What: Information Architecture
Information Architecture describes the overall conceptual models and general designs to plan, structure, and assemble a website. Information architects, technical designers, user interface constructors, and graphic designers must collaborate to research, plan, and design readable, understandable, and accessible information architecture. This requires the basic planning and modeling of a site before actual HTML and CSS construction begins. Similar to when building a house or skyscraper, by planning before constructing a designer can create functional systems for the building; a web designer plans ahead for titles, navigation, page layout, and content.

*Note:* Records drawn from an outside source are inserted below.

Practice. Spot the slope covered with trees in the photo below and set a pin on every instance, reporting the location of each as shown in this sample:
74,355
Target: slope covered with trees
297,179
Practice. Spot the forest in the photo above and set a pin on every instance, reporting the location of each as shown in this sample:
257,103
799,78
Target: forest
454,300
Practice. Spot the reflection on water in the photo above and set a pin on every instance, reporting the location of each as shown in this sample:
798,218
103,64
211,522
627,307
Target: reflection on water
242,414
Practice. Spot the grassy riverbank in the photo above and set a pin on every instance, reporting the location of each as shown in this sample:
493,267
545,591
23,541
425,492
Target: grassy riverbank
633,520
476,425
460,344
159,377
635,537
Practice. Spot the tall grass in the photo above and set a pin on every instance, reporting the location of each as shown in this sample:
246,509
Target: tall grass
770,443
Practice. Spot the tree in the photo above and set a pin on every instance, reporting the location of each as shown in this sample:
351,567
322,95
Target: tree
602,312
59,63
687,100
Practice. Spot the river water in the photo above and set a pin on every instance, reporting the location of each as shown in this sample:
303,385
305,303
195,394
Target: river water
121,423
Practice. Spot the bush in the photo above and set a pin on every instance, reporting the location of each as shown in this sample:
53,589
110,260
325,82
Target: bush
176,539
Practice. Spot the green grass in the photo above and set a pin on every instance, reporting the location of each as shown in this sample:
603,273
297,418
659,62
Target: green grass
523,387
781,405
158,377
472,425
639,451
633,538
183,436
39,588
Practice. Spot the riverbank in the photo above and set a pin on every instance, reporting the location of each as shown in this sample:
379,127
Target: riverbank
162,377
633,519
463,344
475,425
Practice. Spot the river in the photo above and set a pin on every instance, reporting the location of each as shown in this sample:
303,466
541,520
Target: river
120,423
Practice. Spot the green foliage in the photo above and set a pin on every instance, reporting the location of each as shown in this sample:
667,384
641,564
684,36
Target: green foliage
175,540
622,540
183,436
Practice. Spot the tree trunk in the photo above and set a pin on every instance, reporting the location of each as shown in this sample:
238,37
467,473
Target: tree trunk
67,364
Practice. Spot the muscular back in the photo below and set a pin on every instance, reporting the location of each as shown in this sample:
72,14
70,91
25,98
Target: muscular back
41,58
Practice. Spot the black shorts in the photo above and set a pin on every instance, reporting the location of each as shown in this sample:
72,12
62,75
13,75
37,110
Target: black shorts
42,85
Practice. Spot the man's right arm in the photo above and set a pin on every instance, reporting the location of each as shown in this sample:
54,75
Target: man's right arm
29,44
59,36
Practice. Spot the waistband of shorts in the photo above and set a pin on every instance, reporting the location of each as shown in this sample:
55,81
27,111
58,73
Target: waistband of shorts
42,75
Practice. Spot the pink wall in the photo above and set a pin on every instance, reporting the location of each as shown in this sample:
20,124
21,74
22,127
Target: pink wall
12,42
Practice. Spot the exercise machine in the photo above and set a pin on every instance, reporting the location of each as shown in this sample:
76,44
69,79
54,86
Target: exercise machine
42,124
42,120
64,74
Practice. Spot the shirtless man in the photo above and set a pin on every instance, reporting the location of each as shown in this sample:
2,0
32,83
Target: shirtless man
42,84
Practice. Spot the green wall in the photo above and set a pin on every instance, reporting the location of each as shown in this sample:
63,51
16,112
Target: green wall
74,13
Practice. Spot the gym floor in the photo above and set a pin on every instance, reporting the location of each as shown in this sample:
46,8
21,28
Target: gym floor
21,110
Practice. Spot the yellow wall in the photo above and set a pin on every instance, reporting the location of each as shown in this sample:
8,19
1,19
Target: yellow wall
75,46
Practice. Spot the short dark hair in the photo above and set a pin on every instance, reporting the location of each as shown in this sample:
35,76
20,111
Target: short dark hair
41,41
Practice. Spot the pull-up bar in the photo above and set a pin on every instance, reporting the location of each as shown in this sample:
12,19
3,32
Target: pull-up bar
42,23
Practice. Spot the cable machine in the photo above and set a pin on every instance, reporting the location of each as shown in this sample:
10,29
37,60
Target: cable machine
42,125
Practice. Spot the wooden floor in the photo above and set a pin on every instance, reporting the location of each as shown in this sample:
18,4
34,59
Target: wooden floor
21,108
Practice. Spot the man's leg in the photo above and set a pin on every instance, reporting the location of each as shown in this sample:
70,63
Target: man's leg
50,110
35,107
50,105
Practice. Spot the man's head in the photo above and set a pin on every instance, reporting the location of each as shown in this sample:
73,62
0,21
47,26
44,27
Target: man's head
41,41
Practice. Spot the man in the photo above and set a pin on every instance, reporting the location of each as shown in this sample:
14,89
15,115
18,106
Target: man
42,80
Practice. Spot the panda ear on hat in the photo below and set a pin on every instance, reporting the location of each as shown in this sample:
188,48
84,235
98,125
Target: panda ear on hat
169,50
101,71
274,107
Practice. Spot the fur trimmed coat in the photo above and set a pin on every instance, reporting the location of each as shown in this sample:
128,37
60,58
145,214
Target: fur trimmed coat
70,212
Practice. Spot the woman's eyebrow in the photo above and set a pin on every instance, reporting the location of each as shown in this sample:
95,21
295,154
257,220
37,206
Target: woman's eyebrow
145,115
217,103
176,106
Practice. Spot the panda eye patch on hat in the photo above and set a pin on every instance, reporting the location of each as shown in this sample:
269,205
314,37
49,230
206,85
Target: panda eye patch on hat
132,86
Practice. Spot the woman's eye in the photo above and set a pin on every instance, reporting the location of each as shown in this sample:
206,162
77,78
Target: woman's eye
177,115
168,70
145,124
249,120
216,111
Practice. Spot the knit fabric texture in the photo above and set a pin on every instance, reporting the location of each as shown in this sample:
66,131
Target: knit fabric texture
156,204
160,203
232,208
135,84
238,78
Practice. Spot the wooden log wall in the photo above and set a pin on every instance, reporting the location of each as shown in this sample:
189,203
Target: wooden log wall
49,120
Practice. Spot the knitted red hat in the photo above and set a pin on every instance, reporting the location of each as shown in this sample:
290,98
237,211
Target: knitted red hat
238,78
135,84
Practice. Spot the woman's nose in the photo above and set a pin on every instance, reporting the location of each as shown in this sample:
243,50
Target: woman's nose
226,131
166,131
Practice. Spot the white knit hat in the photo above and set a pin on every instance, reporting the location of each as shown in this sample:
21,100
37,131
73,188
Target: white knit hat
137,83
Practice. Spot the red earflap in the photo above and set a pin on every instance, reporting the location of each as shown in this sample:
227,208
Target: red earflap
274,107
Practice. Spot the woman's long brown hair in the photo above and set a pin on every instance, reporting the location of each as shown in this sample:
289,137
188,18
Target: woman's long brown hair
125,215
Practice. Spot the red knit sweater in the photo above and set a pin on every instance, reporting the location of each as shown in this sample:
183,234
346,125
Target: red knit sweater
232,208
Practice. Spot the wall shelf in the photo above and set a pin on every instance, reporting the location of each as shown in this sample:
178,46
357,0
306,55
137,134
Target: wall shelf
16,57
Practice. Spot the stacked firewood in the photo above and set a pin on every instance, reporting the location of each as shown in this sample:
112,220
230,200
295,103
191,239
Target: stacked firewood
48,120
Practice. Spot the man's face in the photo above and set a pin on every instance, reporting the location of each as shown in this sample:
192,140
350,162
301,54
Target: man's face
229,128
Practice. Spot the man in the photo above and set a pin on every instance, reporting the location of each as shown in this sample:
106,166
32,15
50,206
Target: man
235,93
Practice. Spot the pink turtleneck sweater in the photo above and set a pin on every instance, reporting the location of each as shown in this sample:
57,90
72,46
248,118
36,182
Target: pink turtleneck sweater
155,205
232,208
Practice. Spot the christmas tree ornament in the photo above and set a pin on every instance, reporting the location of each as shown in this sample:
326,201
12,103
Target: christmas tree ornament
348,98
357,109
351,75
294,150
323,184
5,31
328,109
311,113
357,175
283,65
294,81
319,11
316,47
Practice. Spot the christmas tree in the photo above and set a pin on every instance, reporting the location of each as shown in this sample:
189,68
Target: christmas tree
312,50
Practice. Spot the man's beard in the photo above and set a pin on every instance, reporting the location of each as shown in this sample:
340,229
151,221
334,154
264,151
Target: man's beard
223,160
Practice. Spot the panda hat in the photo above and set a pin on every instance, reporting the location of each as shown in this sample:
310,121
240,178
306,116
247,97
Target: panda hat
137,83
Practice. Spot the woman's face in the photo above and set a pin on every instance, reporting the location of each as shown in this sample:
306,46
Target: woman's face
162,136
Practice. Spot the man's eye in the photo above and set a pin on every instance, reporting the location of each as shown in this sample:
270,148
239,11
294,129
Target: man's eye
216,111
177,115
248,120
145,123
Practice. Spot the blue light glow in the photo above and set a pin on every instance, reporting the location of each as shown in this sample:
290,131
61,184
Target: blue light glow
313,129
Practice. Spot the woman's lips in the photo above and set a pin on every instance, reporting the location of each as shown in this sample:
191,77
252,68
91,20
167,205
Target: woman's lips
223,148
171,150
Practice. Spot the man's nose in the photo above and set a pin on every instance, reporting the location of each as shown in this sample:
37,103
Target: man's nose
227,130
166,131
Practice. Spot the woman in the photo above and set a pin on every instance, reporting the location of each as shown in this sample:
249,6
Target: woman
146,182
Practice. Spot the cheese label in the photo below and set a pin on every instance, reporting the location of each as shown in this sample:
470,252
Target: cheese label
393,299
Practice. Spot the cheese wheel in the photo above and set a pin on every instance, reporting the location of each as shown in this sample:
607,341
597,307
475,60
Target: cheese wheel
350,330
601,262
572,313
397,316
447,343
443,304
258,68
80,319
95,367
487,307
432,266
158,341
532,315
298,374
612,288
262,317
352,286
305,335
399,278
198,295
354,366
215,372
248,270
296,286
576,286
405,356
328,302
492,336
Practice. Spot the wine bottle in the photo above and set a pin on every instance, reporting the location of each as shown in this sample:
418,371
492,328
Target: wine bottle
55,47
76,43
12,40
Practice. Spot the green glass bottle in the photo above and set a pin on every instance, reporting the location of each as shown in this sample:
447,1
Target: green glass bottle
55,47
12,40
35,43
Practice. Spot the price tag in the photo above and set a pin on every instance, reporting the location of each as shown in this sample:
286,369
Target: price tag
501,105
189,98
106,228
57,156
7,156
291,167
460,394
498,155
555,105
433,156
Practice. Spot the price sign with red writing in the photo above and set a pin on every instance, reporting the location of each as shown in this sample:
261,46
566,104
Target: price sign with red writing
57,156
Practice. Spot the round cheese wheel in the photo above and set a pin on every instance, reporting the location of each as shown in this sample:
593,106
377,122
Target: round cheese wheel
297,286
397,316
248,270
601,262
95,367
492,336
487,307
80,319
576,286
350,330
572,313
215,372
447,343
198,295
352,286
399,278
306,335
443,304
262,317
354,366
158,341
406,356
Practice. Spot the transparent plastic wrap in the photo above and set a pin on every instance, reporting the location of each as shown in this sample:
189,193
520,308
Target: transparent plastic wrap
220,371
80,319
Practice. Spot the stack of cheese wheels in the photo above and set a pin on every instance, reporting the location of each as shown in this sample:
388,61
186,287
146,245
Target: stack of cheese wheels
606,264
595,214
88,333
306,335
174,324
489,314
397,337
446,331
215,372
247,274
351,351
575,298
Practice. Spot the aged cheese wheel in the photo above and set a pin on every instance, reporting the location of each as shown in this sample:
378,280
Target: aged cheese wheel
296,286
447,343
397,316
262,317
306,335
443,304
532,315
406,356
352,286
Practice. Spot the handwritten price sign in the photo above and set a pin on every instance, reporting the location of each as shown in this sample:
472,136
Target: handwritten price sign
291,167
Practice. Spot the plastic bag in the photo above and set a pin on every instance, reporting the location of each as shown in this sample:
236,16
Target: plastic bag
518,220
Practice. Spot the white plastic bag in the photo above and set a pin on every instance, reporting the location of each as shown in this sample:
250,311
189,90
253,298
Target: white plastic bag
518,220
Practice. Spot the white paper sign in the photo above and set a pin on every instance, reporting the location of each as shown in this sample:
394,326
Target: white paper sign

The five basic steps to organizing information on a website begin with making and inventory of content. Next, a designer must establish a hierarchy of this information and create an outline of the site. With an outline, a designer may chunk information and group it into a logical structure. Diagrams and rough drawings of the site are then created to organize each page. Lastly, a website must be tested and revised to ensure that it is both functional and understandable.
There are three perspectives and techniques used by information architects to design a website: site-view, page-view, and user-view. Site-view is based on sitemapping, organization, and grouping information through hierarchies. Page-view is wireframing, designing a site through storyboards and basic, unadorned page models. User-view is a technique that maps out all the pages of the site, all working together.
Why: Information Architecture
Information architecture is important to web design because it organizes and controls the data of a site. By creating a functional and logical hierarchy of information within a site, a designer aids a user's ability to search, navigate, locate, and understand the information desired. This design includes fundamental design of a page, placing the content, navigation, titles, and all other aspects of a web page in understandable ways, such as content and interface elements in commonly accepted places of a page. By planning before constructing and designing, a site will contain a hierarchy of information, clear and concise navigation, titles and logos identifying a page, links that move smoothly from page to page without confusing a viewer, and a clear cooperation between information architects, designers, and interface constructors; it will be a thought out, well-constructed website.